Джон Апдайк - Террорист
— А он оказался жестоким, — сказал Ахмад.
Чарли издал характерный для американцев звук носом — аахм, означающий отрицание, и сказал:
— Да не таким уж. Война — жестокая штука, но не обязательно жестоки люди, которые ее ведут. Вашингтон был джентльменом. Когда сражение под Принстоном закончилось, он подошел к раненому британскому солдату и похвалил за храбрость в бою. В Филадельфии он защитил пленных гессенцев от разъяренных толп, которые убили бы их. Видишь ли, гессенцы, как большинство европейских профессиональных солдат, были приучены проявлять милосердие только в определенных обстоятельствах, а в противном случае не брать пленных — так они и поступили с нами на Лонг-Айленде, где устроили жестокую резню, — и они были настолько поражены человечным отношением к ним, что добрая четверть солдат, когда война кончилась, остались тут. Они переженились на пенсильванских голландках. И стали американцами.

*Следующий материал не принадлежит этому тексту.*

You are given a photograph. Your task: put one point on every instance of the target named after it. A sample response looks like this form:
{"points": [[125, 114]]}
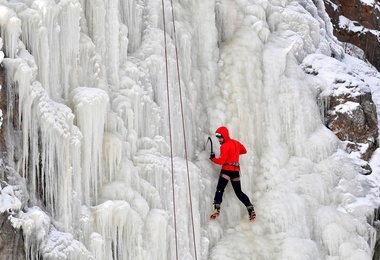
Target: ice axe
{"points": [[209, 139]]}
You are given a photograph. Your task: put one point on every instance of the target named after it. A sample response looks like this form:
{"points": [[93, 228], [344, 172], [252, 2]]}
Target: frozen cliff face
{"points": [[107, 148]]}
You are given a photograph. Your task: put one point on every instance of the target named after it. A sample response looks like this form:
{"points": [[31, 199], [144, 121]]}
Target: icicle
{"points": [[90, 107]]}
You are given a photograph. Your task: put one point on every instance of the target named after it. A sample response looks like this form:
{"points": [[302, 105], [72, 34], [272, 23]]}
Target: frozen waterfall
{"points": [[93, 159]]}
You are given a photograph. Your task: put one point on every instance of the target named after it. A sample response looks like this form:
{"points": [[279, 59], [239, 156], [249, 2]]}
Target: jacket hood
{"points": [[224, 132]]}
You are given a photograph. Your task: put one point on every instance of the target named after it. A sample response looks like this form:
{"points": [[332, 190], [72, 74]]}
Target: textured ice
{"points": [[91, 142]]}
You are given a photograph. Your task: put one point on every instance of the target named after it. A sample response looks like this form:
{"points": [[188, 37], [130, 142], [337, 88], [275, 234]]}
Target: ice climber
{"points": [[230, 150]]}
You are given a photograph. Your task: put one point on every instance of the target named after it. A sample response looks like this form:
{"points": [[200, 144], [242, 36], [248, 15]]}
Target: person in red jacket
{"points": [[230, 150]]}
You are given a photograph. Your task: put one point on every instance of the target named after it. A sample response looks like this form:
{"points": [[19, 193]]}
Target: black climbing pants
{"points": [[224, 178]]}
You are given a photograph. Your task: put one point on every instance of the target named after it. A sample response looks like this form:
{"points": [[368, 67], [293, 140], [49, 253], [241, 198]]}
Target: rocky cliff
{"points": [[357, 22]]}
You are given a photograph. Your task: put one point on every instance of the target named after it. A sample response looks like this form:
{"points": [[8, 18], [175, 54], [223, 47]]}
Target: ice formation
{"points": [[98, 174]]}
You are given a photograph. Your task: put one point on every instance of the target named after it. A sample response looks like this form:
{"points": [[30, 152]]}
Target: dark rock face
{"points": [[11, 240], [364, 19], [354, 120]]}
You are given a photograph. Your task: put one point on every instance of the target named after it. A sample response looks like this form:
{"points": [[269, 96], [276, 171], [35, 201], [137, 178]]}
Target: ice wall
{"points": [[108, 179]]}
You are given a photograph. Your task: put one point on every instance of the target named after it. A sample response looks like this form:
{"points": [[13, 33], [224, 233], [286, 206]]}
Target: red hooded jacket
{"points": [[230, 150]]}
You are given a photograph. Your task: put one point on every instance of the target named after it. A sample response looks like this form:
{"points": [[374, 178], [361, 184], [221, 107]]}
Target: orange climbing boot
{"points": [[251, 213], [215, 212]]}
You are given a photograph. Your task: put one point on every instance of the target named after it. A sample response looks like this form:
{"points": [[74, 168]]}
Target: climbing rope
{"points": [[183, 128], [170, 132], [184, 132]]}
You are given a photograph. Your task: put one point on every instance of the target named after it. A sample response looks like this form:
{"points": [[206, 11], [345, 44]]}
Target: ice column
{"points": [[90, 107]]}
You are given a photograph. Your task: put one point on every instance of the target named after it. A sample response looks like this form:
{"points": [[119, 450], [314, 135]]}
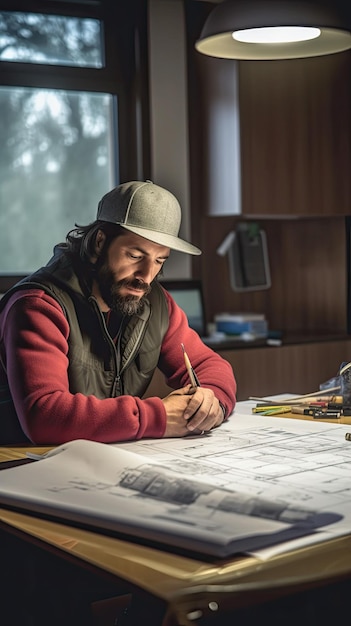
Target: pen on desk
{"points": [[193, 378]]}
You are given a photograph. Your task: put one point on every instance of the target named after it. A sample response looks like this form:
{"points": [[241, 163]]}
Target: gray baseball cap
{"points": [[146, 210]]}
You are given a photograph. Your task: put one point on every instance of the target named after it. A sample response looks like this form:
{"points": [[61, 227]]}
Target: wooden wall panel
{"points": [[308, 271]]}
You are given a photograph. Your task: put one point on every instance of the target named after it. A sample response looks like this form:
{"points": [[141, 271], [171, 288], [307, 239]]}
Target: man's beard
{"points": [[110, 290]]}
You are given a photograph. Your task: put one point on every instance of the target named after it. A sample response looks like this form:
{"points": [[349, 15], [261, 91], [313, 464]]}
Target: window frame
{"points": [[124, 75]]}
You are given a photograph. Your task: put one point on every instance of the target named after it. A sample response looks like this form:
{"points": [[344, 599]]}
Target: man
{"points": [[81, 338]]}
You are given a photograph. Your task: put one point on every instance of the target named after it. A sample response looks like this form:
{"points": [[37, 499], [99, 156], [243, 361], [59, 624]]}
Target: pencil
{"points": [[193, 378]]}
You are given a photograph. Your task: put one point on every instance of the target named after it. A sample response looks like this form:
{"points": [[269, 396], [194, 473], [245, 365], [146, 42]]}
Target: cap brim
{"points": [[163, 239]]}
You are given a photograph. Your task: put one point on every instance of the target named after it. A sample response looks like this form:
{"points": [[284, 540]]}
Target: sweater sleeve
{"points": [[34, 352], [213, 371]]}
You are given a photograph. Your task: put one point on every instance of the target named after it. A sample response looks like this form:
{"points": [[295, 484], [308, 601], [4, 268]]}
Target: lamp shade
{"points": [[316, 30]]}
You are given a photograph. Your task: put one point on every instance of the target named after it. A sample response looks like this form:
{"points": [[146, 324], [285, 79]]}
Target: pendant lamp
{"points": [[264, 30]]}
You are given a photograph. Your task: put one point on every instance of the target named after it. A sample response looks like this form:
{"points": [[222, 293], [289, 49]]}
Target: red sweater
{"points": [[34, 351]]}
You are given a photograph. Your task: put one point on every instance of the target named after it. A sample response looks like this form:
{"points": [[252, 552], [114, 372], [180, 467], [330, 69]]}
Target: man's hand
{"points": [[191, 410]]}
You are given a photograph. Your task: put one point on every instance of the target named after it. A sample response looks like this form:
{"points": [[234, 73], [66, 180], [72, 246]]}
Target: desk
{"points": [[304, 585]]}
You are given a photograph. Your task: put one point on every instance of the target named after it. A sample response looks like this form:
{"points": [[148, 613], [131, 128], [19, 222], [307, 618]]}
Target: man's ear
{"points": [[99, 242]]}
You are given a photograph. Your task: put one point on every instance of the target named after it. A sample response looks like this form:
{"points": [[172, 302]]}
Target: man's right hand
{"points": [[175, 404]]}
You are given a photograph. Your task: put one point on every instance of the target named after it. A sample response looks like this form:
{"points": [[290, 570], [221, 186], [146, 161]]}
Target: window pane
{"points": [[56, 161], [50, 39]]}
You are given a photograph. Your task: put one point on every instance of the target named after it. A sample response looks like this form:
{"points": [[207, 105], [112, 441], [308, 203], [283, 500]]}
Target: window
{"points": [[67, 71]]}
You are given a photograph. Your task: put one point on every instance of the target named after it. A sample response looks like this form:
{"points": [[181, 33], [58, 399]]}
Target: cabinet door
{"points": [[299, 368], [295, 136]]}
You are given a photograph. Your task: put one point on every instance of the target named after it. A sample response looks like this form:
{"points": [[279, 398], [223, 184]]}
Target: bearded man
{"points": [[81, 337]]}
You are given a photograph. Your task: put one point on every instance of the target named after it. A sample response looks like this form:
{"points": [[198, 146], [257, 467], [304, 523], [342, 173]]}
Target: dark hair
{"points": [[81, 240]]}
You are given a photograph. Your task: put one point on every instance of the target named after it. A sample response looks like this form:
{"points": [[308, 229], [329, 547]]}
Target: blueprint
{"points": [[258, 484]]}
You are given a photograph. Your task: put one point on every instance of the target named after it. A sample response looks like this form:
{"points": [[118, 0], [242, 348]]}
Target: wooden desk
{"points": [[182, 591]]}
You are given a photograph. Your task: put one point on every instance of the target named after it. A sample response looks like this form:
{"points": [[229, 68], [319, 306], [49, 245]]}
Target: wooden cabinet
{"points": [[298, 368], [295, 136]]}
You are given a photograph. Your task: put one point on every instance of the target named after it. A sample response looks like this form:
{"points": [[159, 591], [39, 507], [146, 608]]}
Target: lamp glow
{"points": [[276, 34], [296, 30]]}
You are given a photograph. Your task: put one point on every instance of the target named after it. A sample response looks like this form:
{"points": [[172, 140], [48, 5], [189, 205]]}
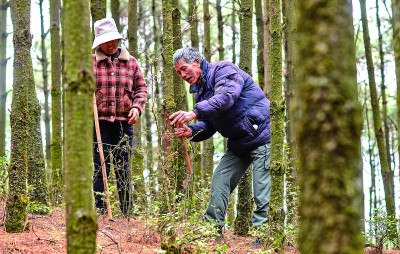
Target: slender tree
{"points": [[329, 128], [3, 74], [267, 75], [396, 46], [46, 91], [276, 215], [208, 145], [78, 123], [244, 206], [290, 53], [38, 189], [387, 174], [56, 105], [23, 74], [260, 42], [115, 13]]}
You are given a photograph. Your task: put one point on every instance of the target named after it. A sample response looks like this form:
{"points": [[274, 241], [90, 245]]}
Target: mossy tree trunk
{"points": [[23, 76], [220, 21], [46, 91], [276, 213], [37, 181], [3, 75], [267, 75], [260, 42], [78, 122], [208, 145], [244, 204], [115, 13], [387, 174], [290, 43], [396, 46], [329, 129], [56, 105]]}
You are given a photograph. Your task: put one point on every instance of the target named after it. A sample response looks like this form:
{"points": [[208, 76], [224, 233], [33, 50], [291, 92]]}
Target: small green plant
{"points": [[382, 231]]}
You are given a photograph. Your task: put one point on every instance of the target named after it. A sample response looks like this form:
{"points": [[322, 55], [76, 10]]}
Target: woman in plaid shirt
{"points": [[121, 94]]}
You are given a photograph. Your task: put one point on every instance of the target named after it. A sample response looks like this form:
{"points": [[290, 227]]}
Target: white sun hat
{"points": [[105, 30]]}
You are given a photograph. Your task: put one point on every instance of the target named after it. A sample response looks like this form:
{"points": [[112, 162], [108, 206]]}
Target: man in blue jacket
{"points": [[230, 102]]}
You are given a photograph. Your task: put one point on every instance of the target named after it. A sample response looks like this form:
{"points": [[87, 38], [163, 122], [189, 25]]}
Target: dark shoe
{"points": [[257, 243]]}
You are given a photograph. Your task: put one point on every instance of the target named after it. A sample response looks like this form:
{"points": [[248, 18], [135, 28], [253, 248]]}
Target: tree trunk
{"points": [[208, 145], [23, 74], [46, 91], [244, 206], [38, 189], [267, 75], [396, 46], [115, 13], [193, 21], [78, 121], [57, 188], [3, 74], [290, 43], [329, 124], [220, 32], [387, 175], [276, 213], [260, 42]]}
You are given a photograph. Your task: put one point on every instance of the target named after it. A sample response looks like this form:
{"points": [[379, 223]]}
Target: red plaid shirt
{"points": [[120, 85]]}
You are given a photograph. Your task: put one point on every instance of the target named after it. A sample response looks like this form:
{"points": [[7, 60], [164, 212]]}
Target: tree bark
{"points": [[23, 74], [329, 124], [57, 188], [244, 206], [79, 88], [3, 74], [387, 174]]}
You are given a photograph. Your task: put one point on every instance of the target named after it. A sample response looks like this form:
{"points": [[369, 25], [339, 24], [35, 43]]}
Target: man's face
{"points": [[189, 72], [110, 47]]}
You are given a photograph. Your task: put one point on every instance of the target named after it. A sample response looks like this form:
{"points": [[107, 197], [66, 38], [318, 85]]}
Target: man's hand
{"points": [[133, 116], [183, 131], [181, 117]]}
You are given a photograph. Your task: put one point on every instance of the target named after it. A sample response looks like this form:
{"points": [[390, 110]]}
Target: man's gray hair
{"points": [[187, 54]]}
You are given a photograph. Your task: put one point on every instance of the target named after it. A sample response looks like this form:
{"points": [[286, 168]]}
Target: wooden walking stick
{"points": [[103, 165]]}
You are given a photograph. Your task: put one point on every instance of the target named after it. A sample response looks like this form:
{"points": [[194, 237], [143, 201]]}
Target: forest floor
{"points": [[45, 234]]}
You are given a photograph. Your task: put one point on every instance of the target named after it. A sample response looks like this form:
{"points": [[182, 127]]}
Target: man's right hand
{"points": [[182, 131]]}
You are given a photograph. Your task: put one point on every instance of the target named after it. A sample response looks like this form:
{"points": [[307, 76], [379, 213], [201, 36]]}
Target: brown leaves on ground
{"points": [[45, 234]]}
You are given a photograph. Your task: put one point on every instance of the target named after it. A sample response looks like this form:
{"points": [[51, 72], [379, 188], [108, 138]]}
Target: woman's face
{"points": [[110, 47]]}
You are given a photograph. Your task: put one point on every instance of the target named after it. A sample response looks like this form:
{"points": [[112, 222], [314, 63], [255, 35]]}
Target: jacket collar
{"points": [[124, 55], [205, 66]]}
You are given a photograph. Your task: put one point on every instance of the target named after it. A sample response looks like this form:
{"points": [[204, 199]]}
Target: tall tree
{"points": [[208, 145], [56, 105], [115, 13], [267, 75], [396, 46], [290, 43], [260, 42], [79, 89], [244, 206], [23, 74], [276, 214], [221, 50], [329, 124], [38, 189], [383, 86], [387, 174], [193, 21], [3, 74], [45, 76]]}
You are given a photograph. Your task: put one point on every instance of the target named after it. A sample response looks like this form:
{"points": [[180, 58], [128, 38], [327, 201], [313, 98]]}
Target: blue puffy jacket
{"points": [[230, 102]]}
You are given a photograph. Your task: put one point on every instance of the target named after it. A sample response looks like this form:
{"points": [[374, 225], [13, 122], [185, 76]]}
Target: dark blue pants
{"points": [[117, 138]]}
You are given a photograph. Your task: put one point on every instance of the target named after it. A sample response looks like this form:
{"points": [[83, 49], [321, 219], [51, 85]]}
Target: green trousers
{"points": [[226, 177]]}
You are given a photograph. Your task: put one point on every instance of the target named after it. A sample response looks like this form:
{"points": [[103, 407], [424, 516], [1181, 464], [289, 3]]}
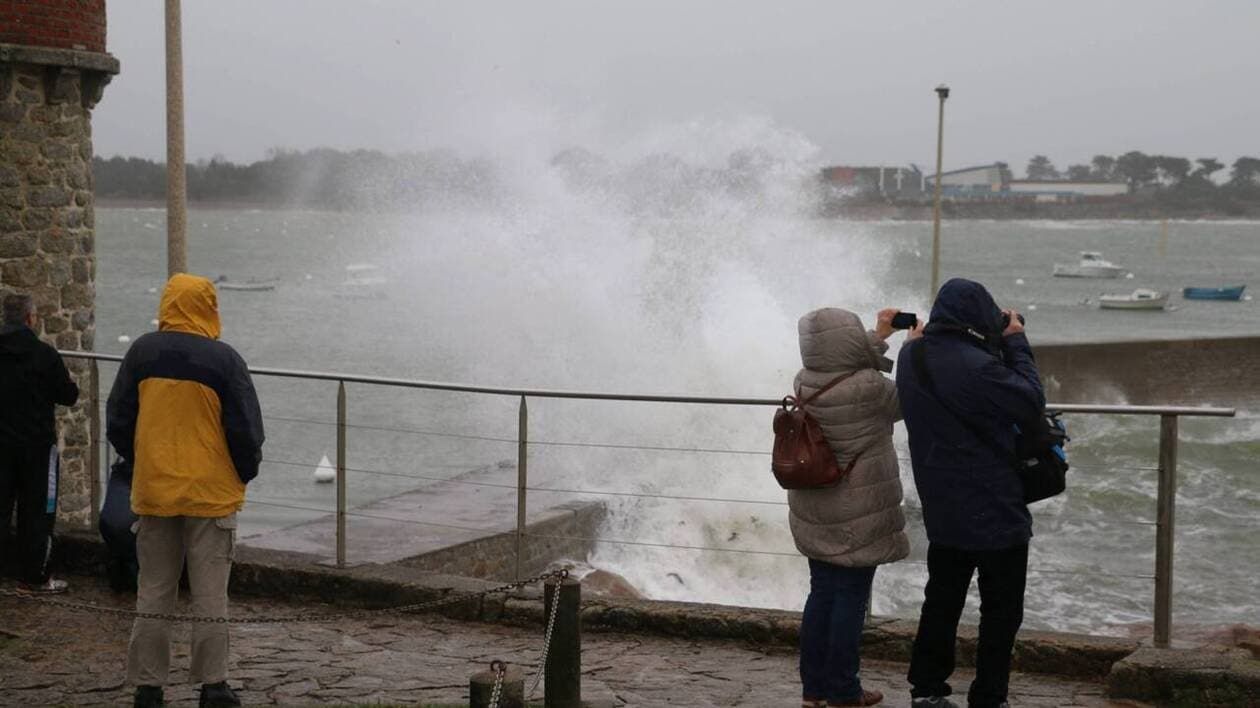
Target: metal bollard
{"points": [[563, 670], [512, 693]]}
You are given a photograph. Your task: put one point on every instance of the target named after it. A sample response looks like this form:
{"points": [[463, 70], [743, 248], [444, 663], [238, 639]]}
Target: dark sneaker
{"points": [[218, 696], [934, 702], [149, 697]]}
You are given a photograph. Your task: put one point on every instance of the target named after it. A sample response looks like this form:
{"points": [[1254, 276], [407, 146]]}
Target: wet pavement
{"points": [[52, 655]]}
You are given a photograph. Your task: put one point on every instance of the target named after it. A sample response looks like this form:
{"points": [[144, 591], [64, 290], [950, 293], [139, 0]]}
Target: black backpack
{"points": [[1040, 460]]}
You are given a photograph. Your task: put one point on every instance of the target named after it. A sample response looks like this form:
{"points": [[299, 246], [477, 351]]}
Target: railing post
{"points": [[93, 455], [1164, 513], [340, 474], [522, 478]]}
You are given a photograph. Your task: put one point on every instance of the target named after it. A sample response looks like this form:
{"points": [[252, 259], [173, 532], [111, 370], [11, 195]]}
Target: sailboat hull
{"points": [[1214, 292]]}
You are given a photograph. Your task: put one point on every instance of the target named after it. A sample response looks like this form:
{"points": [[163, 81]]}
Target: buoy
{"points": [[324, 471]]}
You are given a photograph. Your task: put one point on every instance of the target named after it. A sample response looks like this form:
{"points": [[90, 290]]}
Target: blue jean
{"points": [[830, 631]]}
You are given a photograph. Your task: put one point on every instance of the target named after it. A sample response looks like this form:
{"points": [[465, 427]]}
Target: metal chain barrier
{"points": [[499, 668], [280, 619], [547, 633]]}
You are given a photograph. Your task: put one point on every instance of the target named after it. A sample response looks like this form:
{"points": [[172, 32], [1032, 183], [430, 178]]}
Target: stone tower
{"points": [[53, 69]]}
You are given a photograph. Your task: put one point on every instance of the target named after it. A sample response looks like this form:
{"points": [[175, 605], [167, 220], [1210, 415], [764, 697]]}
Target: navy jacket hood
{"points": [[964, 304]]}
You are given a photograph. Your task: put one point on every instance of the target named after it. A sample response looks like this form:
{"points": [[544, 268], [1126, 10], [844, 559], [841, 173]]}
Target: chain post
{"points": [[562, 646], [340, 474], [1166, 507], [500, 687], [522, 480]]}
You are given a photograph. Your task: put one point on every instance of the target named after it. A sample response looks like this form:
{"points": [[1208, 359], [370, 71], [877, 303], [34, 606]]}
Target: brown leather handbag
{"points": [[801, 457]]}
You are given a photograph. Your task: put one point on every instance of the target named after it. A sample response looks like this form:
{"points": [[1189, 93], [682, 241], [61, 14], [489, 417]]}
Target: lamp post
{"points": [[177, 199], [943, 92]]}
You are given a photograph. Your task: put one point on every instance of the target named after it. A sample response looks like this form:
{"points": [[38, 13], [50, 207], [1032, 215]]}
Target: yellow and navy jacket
{"points": [[183, 410]]}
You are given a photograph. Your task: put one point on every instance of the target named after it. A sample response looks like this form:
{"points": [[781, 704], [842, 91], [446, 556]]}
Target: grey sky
{"points": [[1066, 78]]}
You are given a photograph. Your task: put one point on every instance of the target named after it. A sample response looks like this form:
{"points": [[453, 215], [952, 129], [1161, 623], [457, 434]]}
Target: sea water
{"points": [[679, 265]]}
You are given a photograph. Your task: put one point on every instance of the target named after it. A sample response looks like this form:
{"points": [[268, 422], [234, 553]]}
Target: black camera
{"points": [[1006, 320], [905, 320]]}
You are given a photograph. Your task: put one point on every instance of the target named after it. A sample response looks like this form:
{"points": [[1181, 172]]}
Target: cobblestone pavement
{"points": [[57, 656]]}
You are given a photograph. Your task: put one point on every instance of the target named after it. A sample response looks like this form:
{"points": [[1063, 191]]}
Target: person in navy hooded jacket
{"points": [[974, 377]]}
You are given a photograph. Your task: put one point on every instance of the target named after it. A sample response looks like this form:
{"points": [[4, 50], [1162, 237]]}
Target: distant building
{"points": [[888, 183], [982, 182], [1066, 190]]}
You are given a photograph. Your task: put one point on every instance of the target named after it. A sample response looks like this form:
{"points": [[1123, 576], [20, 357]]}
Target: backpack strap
{"points": [[798, 403]]}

— Похоже, вы очень влюблены в Джорджа Вашингтона.
— Что ж, а почему бы и нет? — Чарли помолчал, словно соображая, не расставил ли ему Ахмад западню. — Нельзя относиться иначе к нему, если тебе дорог Нью-Джерси. Он ведь здесь заслужил свои шпоры. Большая его заслуга в том, что он постоянно учился. Во-первых, он научился ладить с жителями Новой Англии. С точки зрения виргинского плантатора, жители Новой Англии были нечесаными анархистами; они набрали в свои ряды черных и краснокожих индейцев, точно это были белые люди, и сажали их на свои китобойные суда. А сам, если уж на то пошло, держал у себя в качестве пособника большого черного самца, фамилия которого тоже была Ли, но он не был родственником Роберта Ли. Когда война кончилась, Вашингтон дал ему свободу в благодарность за служение Революции. Он научился плохо относиться к рабству. К концу жизни он стал поощрять набор в армию черных, а вначале был против этого. Ты знаешь слово «прагматичный»?
— Конечно.
— Таким был Джорджи. Он научился жить по принципу: брать что есть и сражаться в партизанском стиле: ударил-спрятался, ударил-спрятался. Он отступал, но никогда не сдавался. Он был Хо Ши Мином своего времени. Мы же были как Хамас. Мы были Алькаидой. Британцы хотели, — спешит добавить Чарли, увидев, что Ахмад втягивает в себя воздух, словно готовясь прервать его, — чтобы Нью-Джерси стал как бы образцом умиротворения, — старались привлечь на свою сторону сердца и умы, ты слышал об этом. Они увидели, что их поведение на Лонг-Айленде ничего не дало, породило еще большее сопротивление, и старались быть здесь добрыми, завоевать сердца колонистов и вернуть их матери-родине. А Вашингтон в Трентоне дал понять британцам: «Такова реальность. Никакое доброе отношение ничего не изменит».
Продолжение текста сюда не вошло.